Registration Dossier

Administrative data

Link to relevant study record(s)

Description of key information

Short description of key information on bioaccumulation potential result: 
One publication is available: "Absorption, distribution, metabolism, and excretion of intravenously and orally administered tetrabromobisphenol A[2,3-dibromopropyl ether] in male Fischer-344 rats", by Knudsen, G.A., Jacobs, L.M., Kuester, R.K., Sipes, I.G. (Toxicology 237 (2007) 158-167).
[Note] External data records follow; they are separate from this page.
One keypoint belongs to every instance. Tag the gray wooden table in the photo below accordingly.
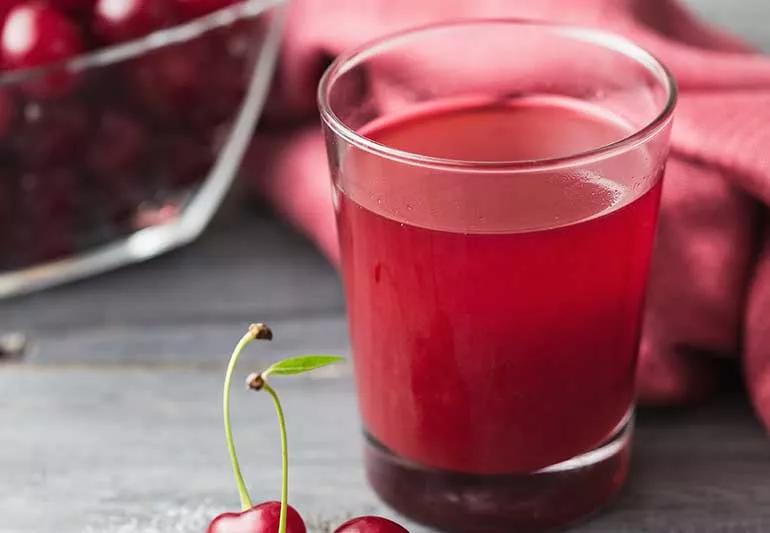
(111, 420)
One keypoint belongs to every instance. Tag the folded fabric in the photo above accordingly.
(709, 294)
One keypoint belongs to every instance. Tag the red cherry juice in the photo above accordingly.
(494, 316)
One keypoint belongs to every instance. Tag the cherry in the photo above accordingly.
(262, 518)
(117, 144)
(190, 9)
(120, 20)
(37, 34)
(52, 135)
(45, 221)
(8, 113)
(270, 517)
(169, 81)
(370, 524)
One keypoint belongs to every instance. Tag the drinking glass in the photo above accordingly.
(496, 186)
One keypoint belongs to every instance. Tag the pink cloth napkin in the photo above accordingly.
(710, 288)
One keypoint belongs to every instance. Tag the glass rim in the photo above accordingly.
(608, 40)
(160, 38)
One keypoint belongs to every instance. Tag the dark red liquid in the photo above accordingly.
(495, 317)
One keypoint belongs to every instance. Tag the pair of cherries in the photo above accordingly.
(263, 518)
(273, 516)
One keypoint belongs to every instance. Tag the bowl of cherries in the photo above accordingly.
(122, 125)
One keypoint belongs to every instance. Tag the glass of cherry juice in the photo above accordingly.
(496, 185)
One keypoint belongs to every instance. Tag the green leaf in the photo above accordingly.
(301, 364)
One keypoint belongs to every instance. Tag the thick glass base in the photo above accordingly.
(547, 499)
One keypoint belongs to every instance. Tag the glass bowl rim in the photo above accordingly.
(125, 50)
(601, 38)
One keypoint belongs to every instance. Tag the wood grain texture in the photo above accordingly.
(118, 449)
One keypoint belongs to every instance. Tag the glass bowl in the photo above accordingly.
(125, 152)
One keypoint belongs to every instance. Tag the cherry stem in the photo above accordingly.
(284, 457)
(256, 331)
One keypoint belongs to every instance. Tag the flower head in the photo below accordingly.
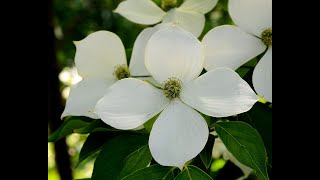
(101, 60)
(232, 46)
(174, 58)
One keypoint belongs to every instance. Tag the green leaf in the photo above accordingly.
(206, 153)
(260, 117)
(68, 126)
(148, 125)
(193, 173)
(153, 172)
(242, 71)
(95, 126)
(93, 144)
(114, 156)
(136, 160)
(245, 144)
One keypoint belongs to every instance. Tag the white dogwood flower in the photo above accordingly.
(174, 58)
(189, 15)
(101, 60)
(232, 46)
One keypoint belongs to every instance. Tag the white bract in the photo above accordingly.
(231, 46)
(174, 58)
(99, 58)
(189, 15)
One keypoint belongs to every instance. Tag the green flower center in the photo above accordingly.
(266, 37)
(169, 4)
(121, 71)
(172, 87)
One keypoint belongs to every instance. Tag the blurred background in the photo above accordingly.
(73, 20)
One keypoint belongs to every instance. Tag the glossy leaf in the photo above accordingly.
(153, 172)
(114, 155)
(206, 153)
(191, 173)
(245, 144)
(68, 126)
(95, 126)
(137, 160)
(93, 144)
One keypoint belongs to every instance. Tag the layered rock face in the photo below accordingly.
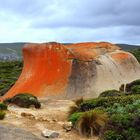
(54, 70)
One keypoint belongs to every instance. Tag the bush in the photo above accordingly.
(3, 106)
(131, 134)
(78, 101)
(110, 93)
(105, 102)
(130, 85)
(73, 109)
(112, 135)
(24, 100)
(2, 114)
(91, 123)
(75, 116)
(135, 89)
Key value for chemical safety assessment

Bioaccumulation potential:
low bioaccumulation potential

Additional information

Studies regarding the absorption, distribution, metabolism, and excretion of TBBA-DBPE were conducted. Male Fischer-344 rats were dosed with TBBA-DBPE (20mg/kg) by oral gavage or IV administration. Following a single oral administration of TBBA-DBPE, elimination of [14C] equivalents in feces was extensive and rapid (95% by 96 hours). Following repeated daily oral doses for 5 or 10 days, route and rate of elimination was similar to single administration of TBBA-DBPE. After IV administration, fecal excretion of [14C] equivalents was much slower (27% of dose eliminated by 36h, 71% by 96h). Urinary elimination was minimal (<0.1%) following oral and IV administration. A single peak that co-eluted with the standard of TBBA-DBPE was detected in extracts of whole blood following oral or IV administration. TBBA-DBPE elimination from the blood was slow. Kinetic constants following IV dosing were: t1/2b: 24.8h; CLb: 0.1mL/min. Kinetic constants following oral dosing were: t1/2a: 2.5h:13.9h; CLb :4.6mL/min.
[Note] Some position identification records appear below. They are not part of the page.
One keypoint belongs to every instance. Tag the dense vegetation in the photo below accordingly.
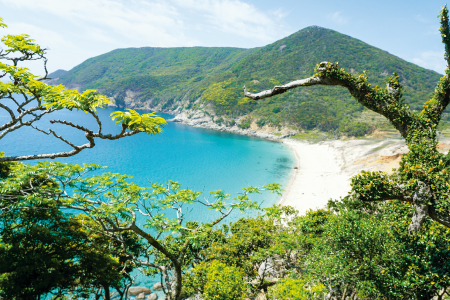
(171, 78)
(71, 231)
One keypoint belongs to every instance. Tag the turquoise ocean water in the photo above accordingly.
(200, 159)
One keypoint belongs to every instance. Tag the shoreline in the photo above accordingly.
(325, 169)
(322, 170)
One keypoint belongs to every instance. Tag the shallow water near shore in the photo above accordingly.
(200, 159)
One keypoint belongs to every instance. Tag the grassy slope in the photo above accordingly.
(165, 75)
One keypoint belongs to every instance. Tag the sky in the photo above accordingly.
(74, 31)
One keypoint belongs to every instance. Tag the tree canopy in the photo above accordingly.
(422, 178)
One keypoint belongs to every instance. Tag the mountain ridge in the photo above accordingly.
(210, 79)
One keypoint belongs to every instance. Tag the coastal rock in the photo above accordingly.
(140, 296)
(152, 296)
(136, 290)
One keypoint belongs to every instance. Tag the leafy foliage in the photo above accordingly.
(166, 78)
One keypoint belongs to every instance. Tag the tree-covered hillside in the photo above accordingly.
(185, 78)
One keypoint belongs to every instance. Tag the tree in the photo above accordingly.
(112, 205)
(422, 178)
(27, 99)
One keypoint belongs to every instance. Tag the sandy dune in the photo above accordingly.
(324, 169)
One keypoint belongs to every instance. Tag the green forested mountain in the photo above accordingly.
(171, 78)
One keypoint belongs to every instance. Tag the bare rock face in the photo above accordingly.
(136, 290)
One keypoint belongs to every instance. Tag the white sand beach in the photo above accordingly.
(325, 168)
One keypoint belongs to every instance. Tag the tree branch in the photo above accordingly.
(386, 102)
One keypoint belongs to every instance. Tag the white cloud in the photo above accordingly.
(338, 18)
(236, 17)
(433, 60)
(78, 29)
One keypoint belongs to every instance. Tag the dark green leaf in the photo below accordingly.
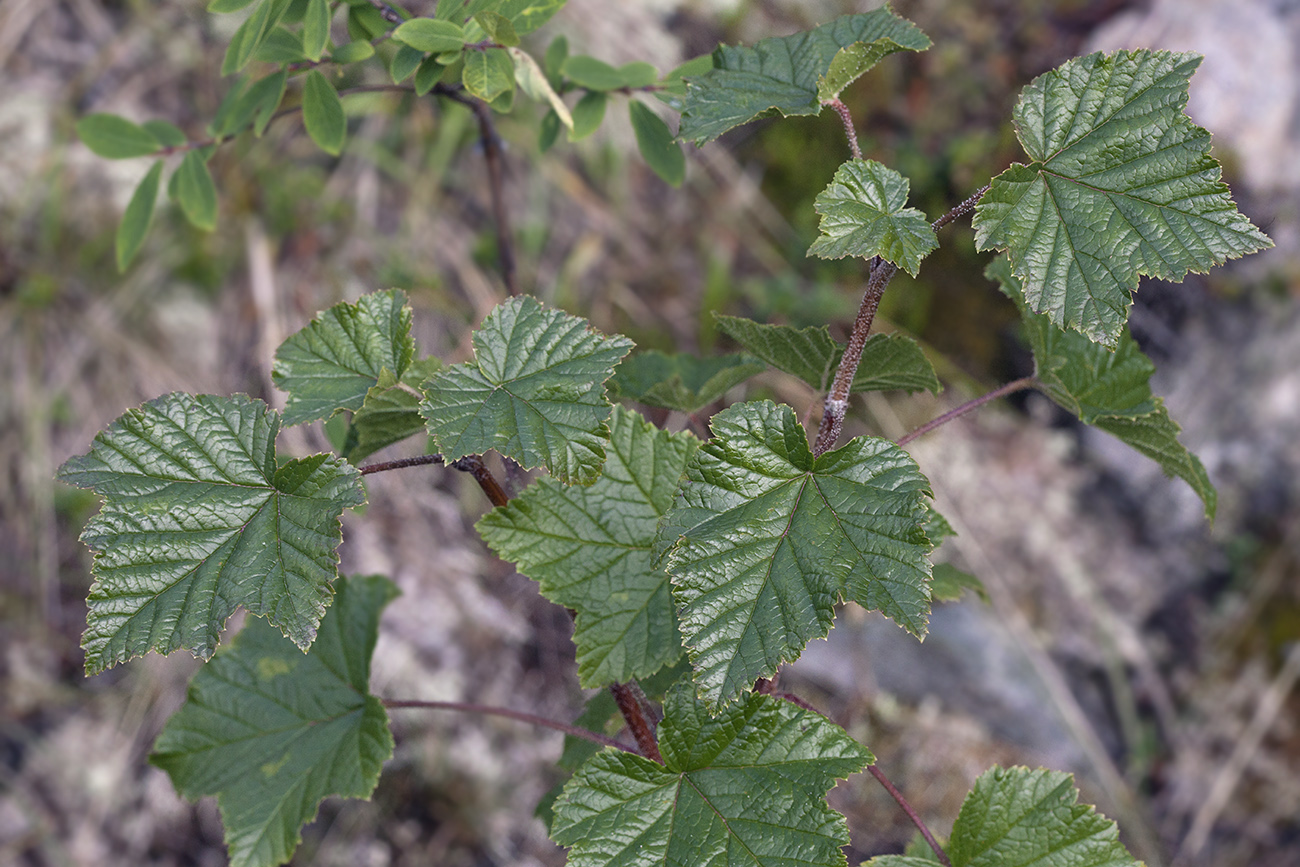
(316, 29)
(590, 550)
(680, 381)
(199, 519)
(765, 538)
(273, 732)
(1022, 816)
(785, 74)
(1121, 183)
(1108, 389)
(323, 113)
(430, 35)
(196, 193)
(657, 143)
(888, 360)
(745, 788)
(534, 391)
(116, 138)
(391, 410)
(588, 115)
(863, 213)
(333, 362)
(135, 221)
(489, 73)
Systemic bioavailability was 2.2%. Liver was the major site of disposition following oral or IV administration. After oral administration, 1% of the dose was eliminated in bile in 24h as metabolites. Inin vitro experiments utilizing hepatocytes or liver microsomal protein, no detectable metabolism of TBBA-DBPE occurred. These data indicate that TBBA-DBPE is poorly absorbed from the gastrointestinal tract. Compound which is absorbed is sequestered in the liver, slowly metabolized, and eliminated in the feces.

The results of these studies show that the likelihood of systemic exposure following ingestion of [14C] TBBA-DBPE is low. Additionally, disposition in liver tissue was minimal, and metabolite formation was slow. Consequently, it was determined that the probability of formation of the carcinogenic moiety DBP was low.

In summary, these data show that TBBA-DBPE was poorly absorbed across the gut lumen following oral administration. However, that which was absorbed was rapidly sequestered in the liver, was slowly metabolized and finally eliminated in the bile for fecal excretion.